Malinin, Andrey, Athanasopoulos, Andreas, Barakovic, Muhamed, Cuadra, Meritxell Bach, Gales, Mark J. F., Granziera, Cristina, Graziani, Mara, Kartashev, Nikolay, Kyriakopoulos, Konstantinos, Lu, Po-Jui, Molchanova, Nataliia, Nikitakis, Antonis, Raina, Vatsal, La Rosa, Francesco, Sivena, Eli, Tsarsitalidis, Vasileios, Tsompopoulou, Efi, Volf, Elena

论文摘要

分配转移或培训数据和部署数据之间的不匹配是在高风险工业应用中使用机器学习的重要障碍，例如自主驾驶和医学。这需要能够评估ML模型概括以及其不确定性估计的质量的鲁棒性ML模型。标准ML基线数据集不允许评估这些属性，因为培训，验证和测试数据通常相同分布。最近，已经出现了一系列专用基准测试，这些基准均具有匹配的分布和转移数据。在这些基准测试中，数据集在任务的多样性以及其功能的数据模式方面脱颖而出。
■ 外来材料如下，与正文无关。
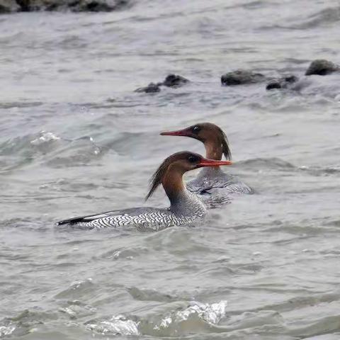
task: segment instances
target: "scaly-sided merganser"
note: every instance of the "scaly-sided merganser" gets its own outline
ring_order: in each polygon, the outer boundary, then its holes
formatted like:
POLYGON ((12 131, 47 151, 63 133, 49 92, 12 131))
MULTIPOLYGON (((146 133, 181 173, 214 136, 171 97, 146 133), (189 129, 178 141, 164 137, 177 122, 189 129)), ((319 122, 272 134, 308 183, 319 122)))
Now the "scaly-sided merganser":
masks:
MULTIPOLYGON (((161 133, 163 136, 186 136, 200 140, 205 147, 206 157, 221 160, 222 154, 231 160, 232 153, 222 130, 211 123, 196 124, 183 130, 161 133)), ((200 195, 211 194, 222 198, 230 193, 252 193, 253 191, 236 176, 223 172, 220 166, 204 169, 186 185, 189 191, 200 195)), ((228 200, 226 200, 228 201, 228 200)))
POLYGON ((147 200, 157 187, 162 184, 170 200, 169 208, 142 207, 113 210, 64 220, 59 222, 58 225, 70 224, 86 228, 129 225, 160 230, 191 222, 203 217, 206 213, 206 208, 195 194, 186 190, 182 179, 183 175, 186 171, 203 166, 219 166, 231 164, 230 161, 208 159, 193 152, 177 152, 166 158, 154 173, 150 191, 146 197, 147 200))

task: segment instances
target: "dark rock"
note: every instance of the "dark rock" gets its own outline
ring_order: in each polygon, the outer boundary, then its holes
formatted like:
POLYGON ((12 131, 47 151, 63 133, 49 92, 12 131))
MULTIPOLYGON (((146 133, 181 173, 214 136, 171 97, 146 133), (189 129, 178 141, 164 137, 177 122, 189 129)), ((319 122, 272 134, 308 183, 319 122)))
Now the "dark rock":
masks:
POLYGON ((145 92, 146 94, 159 92, 161 91, 161 88, 159 87, 161 84, 162 83, 150 83, 147 86, 137 89, 137 90, 135 90, 135 92, 145 92))
POLYGON ((0 13, 17 12, 20 9, 14 0, 0 0, 0 13))
POLYGON ((246 69, 237 69, 226 73, 221 76, 222 85, 241 85, 243 84, 259 83, 266 80, 266 77, 261 73, 253 72, 246 69))
MULTIPOLYGON (((2 1, 4 0, 0 0, 2 1)), ((22 11, 71 11, 108 12, 130 4, 130 0, 11 0, 16 1, 22 11)))
POLYGON ((182 76, 169 74, 162 84, 169 87, 179 87, 188 82, 189 80, 182 76))
POLYGON ((317 59, 310 63, 305 74, 306 76, 310 76, 312 74, 325 76, 326 74, 336 72, 340 72, 340 67, 339 65, 324 59, 317 59))
POLYGON ((296 76, 289 74, 281 78, 271 80, 266 86, 266 89, 288 89, 291 84, 295 83, 299 79, 296 76))

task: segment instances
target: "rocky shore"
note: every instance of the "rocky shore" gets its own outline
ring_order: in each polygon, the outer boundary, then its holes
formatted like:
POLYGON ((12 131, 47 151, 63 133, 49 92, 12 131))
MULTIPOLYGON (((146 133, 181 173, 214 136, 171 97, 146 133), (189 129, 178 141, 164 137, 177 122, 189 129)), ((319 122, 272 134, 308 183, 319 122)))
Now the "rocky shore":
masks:
POLYGON ((0 13, 40 11, 109 12, 130 4, 130 0, 0 0, 0 13))

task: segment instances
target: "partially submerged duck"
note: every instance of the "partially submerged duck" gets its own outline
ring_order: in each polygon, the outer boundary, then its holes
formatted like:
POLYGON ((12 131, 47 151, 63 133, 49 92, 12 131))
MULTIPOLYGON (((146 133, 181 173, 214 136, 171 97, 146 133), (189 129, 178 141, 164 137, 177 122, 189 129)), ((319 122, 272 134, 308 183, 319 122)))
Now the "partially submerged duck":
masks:
MULTIPOLYGON (((195 138, 204 144, 207 158, 220 161, 224 154, 227 159, 232 159, 227 136, 220 128, 211 123, 195 124, 183 130, 164 132, 161 135, 195 138)), ((202 169, 195 179, 187 183, 187 188, 198 194, 213 194, 220 197, 234 193, 253 193, 246 183, 222 171, 220 166, 202 169)))
POLYGON ((230 161, 209 159, 193 152, 177 152, 166 158, 154 173, 146 197, 147 200, 162 184, 170 200, 169 208, 141 207, 113 210, 64 220, 58 225, 69 224, 90 229, 134 226, 160 230, 190 223, 204 217, 207 210, 197 196, 186 189, 183 175, 195 169, 230 164, 230 161))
虽然大多数基准测试由2D图像分类任务主导，但Shifts包含表格的天气预测，机器翻译和车辆运动预测任务。这使得可以评估模型的鲁棒性特性，以及要得出的多样化的工业规模任务以及通用或直接适用的特定任务结论。在本文中，我们扩展了偏移数据集，其中两个数据集来自具有高社会重要性的工业高风险应用程序。具体而言，我们考虑了3D磁共振脑图像中白质多发性硬化病变的分割任务以及海洋货物容器中功耗的估计。由于错误成本高昂，这两个任务都有无处不在的分配变化和严格的安全要求。这些新数据集将使研究人员能够进一步探索新情况下强大的概括和不确定性估计。在这项工作中，我们为这两个任务提供了数据集和基线结果的描述。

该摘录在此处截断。